A Terrific Resource For Including Women Philosophers in Your Syllabi

As part of their “Seeing Herself as a Philosopher” project, Cynthia Townley, Mitch Parsell and Albert Atkin have created a terrific database of works by women philosophers for use in undergraduate teaching.

Womens Works‘ creators report that they were inspired to create the site

by the realisation that women philosophers are much less visible in the undergraduate curriculum than they need to be, and in many cases, appropriate and interesting work by women is available. The site aims to make it easy to identify potential work by women to use for teaching.

Check it out!

(Thanks, S.)

12 thoughts on “A Terrific Resource For Including Women Philosophers in Your Syllabi

  1. This has been kicking around for a while now. (It was first posted to this blog in 2010: https://feministphilosophers.wordpress.com/2010/07/10/womens-philosophical-works/ ) While I appreciate the idea behind it, I have serious reservations, based mainly on the implementation. Following is a comment I posted elsewhere (http://whatweredoingaboutwhatitslike.wordpress.com/2011/05/09/putting-together-a-database-of-work-by-women/ ). I note now that the same four papers continue to make up the whole of the ‘epistemology’ section.

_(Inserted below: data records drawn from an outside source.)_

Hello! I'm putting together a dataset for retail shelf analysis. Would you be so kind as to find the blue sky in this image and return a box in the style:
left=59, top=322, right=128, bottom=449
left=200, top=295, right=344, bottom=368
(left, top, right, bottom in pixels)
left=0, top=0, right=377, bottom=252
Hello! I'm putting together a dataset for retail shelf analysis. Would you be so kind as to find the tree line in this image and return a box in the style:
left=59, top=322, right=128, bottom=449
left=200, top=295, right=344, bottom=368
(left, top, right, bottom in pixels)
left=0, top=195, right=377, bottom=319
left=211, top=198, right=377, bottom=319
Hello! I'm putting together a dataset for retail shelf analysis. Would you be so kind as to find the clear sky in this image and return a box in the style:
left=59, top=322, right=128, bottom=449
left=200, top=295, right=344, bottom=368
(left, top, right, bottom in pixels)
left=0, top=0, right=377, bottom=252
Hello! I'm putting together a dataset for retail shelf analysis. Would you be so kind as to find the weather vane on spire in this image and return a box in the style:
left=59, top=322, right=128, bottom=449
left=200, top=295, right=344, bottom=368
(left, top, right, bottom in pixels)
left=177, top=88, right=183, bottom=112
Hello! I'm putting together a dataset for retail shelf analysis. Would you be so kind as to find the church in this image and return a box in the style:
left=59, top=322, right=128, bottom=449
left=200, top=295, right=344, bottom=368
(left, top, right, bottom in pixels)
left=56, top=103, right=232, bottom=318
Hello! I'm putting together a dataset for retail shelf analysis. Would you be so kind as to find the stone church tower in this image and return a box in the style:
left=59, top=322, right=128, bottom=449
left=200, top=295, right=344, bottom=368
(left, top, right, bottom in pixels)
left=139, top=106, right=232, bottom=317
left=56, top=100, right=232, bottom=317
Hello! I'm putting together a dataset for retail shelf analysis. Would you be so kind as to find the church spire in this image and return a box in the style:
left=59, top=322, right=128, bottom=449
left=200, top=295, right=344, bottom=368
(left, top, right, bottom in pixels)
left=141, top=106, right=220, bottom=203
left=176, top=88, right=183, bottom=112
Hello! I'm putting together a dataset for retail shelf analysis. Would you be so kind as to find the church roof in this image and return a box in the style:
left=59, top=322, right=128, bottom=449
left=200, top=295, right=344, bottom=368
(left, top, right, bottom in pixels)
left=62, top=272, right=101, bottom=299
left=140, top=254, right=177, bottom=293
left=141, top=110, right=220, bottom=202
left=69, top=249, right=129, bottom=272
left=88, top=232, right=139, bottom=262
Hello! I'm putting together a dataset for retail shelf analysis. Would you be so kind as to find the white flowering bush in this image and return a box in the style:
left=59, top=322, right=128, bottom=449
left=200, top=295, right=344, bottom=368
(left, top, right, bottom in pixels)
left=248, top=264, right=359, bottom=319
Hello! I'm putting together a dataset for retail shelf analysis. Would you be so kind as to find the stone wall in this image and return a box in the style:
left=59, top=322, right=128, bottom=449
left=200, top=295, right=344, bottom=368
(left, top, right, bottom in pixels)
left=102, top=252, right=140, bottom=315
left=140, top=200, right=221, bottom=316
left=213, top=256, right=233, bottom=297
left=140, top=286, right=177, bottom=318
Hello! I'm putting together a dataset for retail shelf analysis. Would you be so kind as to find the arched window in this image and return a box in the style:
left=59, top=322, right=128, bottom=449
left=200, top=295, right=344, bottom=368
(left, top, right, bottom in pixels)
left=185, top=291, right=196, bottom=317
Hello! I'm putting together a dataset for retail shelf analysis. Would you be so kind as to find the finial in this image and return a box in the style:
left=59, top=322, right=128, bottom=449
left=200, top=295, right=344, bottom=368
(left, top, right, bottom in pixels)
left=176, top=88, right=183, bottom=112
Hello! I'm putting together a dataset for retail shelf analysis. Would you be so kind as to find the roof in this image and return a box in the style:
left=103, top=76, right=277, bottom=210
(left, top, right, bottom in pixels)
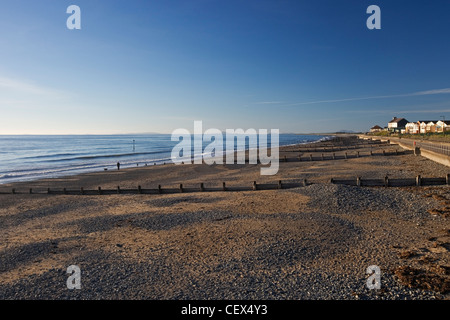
left=389, top=118, right=408, bottom=123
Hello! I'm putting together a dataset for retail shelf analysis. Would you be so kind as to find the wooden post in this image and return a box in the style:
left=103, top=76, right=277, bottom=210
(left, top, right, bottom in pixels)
left=416, top=174, right=422, bottom=186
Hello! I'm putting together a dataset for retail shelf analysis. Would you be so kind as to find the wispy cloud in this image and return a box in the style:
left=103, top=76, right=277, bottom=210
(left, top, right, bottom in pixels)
left=253, top=101, right=286, bottom=104
left=262, top=88, right=450, bottom=107
left=413, top=88, right=450, bottom=96
left=0, top=77, right=61, bottom=96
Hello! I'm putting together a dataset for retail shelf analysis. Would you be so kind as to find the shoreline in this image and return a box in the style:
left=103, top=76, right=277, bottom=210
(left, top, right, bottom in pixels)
left=0, top=136, right=332, bottom=187
left=0, top=134, right=450, bottom=300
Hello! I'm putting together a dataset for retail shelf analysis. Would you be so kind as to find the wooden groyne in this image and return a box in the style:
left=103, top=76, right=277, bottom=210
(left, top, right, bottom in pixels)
left=0, top=174, right=450, bottom=196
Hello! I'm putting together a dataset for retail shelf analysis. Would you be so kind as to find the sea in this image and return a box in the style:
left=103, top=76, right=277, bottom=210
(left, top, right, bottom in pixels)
left=0, top=134, right=330, bottom=184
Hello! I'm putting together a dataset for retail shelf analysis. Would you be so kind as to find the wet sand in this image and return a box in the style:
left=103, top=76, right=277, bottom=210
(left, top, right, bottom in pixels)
left=0, top=136, right=450, bottom=300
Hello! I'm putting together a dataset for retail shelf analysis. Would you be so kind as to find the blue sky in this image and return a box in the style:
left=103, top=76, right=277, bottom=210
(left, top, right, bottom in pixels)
left=0, top=0, right=450, bottom=134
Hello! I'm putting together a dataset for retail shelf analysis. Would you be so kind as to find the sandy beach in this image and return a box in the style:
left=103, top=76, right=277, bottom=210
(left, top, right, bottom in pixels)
left=0, top=138, right=450, bottom=300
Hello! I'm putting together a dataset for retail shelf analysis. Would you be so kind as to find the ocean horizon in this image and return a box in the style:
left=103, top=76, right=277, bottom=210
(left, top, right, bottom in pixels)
left=0, top=133, right=331, bottom=184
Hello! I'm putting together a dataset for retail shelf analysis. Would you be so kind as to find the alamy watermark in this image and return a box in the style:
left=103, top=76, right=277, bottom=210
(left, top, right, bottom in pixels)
left=366, top=265, right=381, bottom=290
left=66, top=265, right=81, bottom=290
left=171, top=121, right=280, bottom=175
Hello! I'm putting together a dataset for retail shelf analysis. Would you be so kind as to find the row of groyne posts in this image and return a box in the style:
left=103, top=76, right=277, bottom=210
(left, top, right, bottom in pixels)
left=280, top=137, right=416, bottom=162
left=0, top=137, right=450, bottom=195
left=0, top=174, right=450, bottom=195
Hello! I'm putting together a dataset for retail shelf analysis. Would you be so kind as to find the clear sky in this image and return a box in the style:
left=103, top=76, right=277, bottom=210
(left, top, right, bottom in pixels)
left=0, top=0, right=450, bottom=134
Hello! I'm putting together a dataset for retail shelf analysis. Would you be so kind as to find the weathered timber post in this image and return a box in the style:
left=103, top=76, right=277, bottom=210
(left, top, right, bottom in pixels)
left=416, top=174, right=422, bottom=186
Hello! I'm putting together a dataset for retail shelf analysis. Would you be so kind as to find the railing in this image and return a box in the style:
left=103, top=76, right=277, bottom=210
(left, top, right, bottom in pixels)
left=416, top=141, right=450, bottom=156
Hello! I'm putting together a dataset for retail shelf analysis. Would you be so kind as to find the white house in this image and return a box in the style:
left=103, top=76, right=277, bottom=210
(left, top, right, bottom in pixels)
left=436, top=120, right=450, bottom=132
left=405, top=122, right=420, bottom=134
left=388, top=117, right=408, bottom=131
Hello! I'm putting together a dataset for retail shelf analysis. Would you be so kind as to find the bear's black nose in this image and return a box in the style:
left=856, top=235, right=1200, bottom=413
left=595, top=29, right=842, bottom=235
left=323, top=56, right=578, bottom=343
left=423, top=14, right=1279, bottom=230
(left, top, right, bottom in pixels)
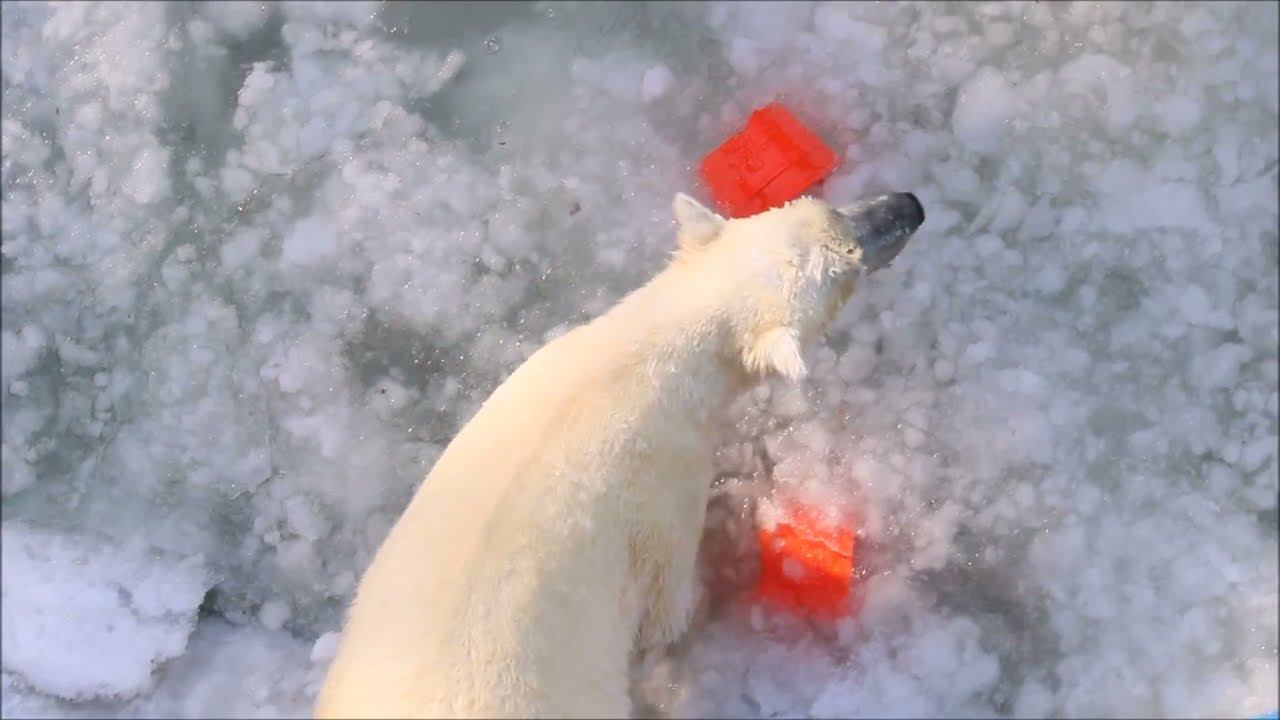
left=840, top=192, right=924, bottom=270
left=897, top=192, right=924, bottom=227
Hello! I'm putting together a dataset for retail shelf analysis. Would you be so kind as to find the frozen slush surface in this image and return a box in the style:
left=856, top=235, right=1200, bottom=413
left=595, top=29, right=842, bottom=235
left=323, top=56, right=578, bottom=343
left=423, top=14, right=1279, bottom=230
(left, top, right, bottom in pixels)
left=0, top=3, right=1280, bottom=717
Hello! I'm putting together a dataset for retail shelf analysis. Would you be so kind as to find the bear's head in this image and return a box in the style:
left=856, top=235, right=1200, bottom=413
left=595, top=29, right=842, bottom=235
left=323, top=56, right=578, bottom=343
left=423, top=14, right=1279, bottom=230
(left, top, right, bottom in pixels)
left=673, top=192, right=924, bottom=379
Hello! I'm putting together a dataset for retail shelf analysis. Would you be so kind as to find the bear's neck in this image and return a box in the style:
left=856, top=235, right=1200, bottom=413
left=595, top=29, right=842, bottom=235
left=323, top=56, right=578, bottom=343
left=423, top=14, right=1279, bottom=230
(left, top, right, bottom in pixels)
left=609, top=260, right=754, bottom=423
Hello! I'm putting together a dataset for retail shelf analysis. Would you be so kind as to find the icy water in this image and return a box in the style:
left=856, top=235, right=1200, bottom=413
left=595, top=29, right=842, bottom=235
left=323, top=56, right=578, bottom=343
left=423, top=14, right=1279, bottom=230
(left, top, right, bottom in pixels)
left=0, top=1, right=1280, bottom=717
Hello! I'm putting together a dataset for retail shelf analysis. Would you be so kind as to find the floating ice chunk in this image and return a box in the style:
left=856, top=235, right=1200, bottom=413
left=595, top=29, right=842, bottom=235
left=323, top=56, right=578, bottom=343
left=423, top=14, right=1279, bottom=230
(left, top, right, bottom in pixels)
left=640, top=65, right=676, bottom=102
left=951, top=67, right=1019, bottom=154
left=1192, top=342, right=1253, bottom=389
left=280, top=215, right=338, bottom=266
left=0, top=521, right=211, bottom=700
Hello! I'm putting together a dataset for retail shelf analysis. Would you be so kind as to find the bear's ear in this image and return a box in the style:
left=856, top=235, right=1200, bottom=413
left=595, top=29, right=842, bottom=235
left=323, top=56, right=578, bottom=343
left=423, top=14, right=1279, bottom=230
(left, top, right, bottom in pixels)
left=744, top=327, right=809, bottom=380
left=671, top=192, right=724, bottom=250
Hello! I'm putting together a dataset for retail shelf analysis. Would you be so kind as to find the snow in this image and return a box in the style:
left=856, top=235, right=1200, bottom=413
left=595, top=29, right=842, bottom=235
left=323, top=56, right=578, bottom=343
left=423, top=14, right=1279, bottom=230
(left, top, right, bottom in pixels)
left=0, top=3, right=1280, bottom=717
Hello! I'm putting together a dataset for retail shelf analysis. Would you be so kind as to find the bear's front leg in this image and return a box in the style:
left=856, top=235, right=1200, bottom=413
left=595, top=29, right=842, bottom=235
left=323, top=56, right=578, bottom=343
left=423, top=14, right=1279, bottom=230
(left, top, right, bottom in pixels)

    “While I sympathize with the motivation, and generally applaud the idea, I think the database as it now stands may be of limited value. Maybe some areas are better represented than others — I’ve only examined a couple — but representation seems to be extremely thin. The ‘epistemology’ section, for instance, includes only four papers, one of which (Zagzebski’s) is an overview, and one of which (Gendler’s) is only tenuously related to epistemology. (Both of these authors have excellent unlisted work in epistemology that is both relevant and representative of their own research.) Unless it were more comprehensive — frankly, by orders of magnitude — I just don’t see this helping someone who is putting together a syllabus. It may even contribute to the impression that women have little to contribute, if someone came to this database expecting it to provide an accurate representation of the important work done by women. This is of course not correct — there’s lots of good mainstream epistemology done by women. (A few obvious names that come to mind are Jessica Brown, Carrie Jenkins, Jennifer Lackey, Miranda Fricker, Jennifer Nagel, and Sally Haslanger.) I see that one can suggest additions to the database, but the scope of the deficit is a bit daunting.

    I wonder whether it might be worth inquiring into integrating a procedure for searching for publications by women in an extant, more comprehensive database, like PhilPapers?”

  2. I check in on this resource every once in a while but I have never found it useful. In the areas I teach the articles are not good choices for undergraduate instruction, and I have hesitated to recommend this site to my colleagues because I expect it would only frustrate them. It’s a great idea but needs something more.

  3. It is actually quite frustrating, I agree. It’s a great idea, but my impression is that it’s understaffed. So sadly when people send in suggestions I don’t think there’s anyone there to deal with them and nothing happens. I also hesitate to recommend it, as it gives the impression there’s not much written by women.

  4. I share the same concerns as Jonathan and Jender. Indeed, notwithstanding the quality of the papers, many of them are not useful at all for undergraduate teaching. We need a list of classics in the field. I have sent a large list of papers and authors to the site administrators over a year ago, but they never incorporated my suggestions.

  5. Is there any reason this isn’t a wiki? Then anyone who had a suggestion could just add it themselves. If people already have lists of papers that they would want to have appear on the wiki, it wouldn’t be much trouble to set it up.

  6. I’ve now been given permission to explain a bit more regarding Women’s Works: The person running it has left the profession, and what’s up there is a pilot with nobody maintaining it. Others involved are working to get it taken down as they too worry about the impression it gives. They’d very much like people to stop discovering it.

  7. I’ve made an editable google spreadsheet that would allow for compiling such a list, with fields for author name, publication details, link to freely available online paper if available, area of research etc. Before posting the link to it (or before deciding to post it at all) I’m waiting now to hear about other efforts, as I think it’s important to have one well-coordinated list, rather than diverse, scattered initiatives. A wiki would be fine too, but I’ve no experience with implementing this.

  8. If anyone does create a new resource along these lines, one potentially helpful function might be to have an option where users can “like” a reading if they’ve had a successful teaching experience with it. my guess is that this would be useful information to many, especially if the lists get long.

    (I can think of disadvantages to this option too, e.g. it might underestimate the teaching potential of new / less-well-known papers, since already well-known papers would get more likes. but my sense is that the advantages would outweigh these.)